The case was initiated after ISPCA Animal Welfare Inspectors and members of An Garda Síochána carried out a joint search of the premises on April 14th 2015.
The ISPCA along with other organisations rescued 340 dogs and 11 horses from the premises; the scale of the rescue is the largest the ISPCA had ever carried out.Animals were transported to ISPCA National Animal Centre in Longford, the ISPCA Equine Rescue Centre in Cork and other welfare groups across the country.
ISPCA Chief Inspector Conor Dowling said: “The living conditions these animals had to endure can only be described as squalid. Many of the animals did not have access to water or suitable food.”
The ISPCA issued an emergency appeal for donations to assist with the financial pressure of caring for such a large number of animals.
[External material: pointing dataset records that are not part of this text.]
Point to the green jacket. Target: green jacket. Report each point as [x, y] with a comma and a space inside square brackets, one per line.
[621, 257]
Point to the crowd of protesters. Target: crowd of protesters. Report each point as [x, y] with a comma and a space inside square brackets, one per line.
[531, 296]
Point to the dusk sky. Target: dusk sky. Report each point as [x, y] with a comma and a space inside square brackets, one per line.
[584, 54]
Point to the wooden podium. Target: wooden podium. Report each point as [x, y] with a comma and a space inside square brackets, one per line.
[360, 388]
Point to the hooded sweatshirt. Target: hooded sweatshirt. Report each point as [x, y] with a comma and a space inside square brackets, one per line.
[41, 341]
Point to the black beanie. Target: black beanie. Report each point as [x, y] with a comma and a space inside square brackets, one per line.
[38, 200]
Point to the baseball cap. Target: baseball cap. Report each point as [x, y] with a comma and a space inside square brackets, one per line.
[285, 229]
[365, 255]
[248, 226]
The direct costs including veterinary treatment exceeded €60,000. Most of the animals required some form of veterinary treatment and then had to be vaccinated, microchipped, administered with treatments for parasites such as fleas and worms, and neutered/spayed before being responsibly rehomed.
The ISPCA also covered veterinary costs incurred by its affiliated members and other rescue organisations that were in a position to help.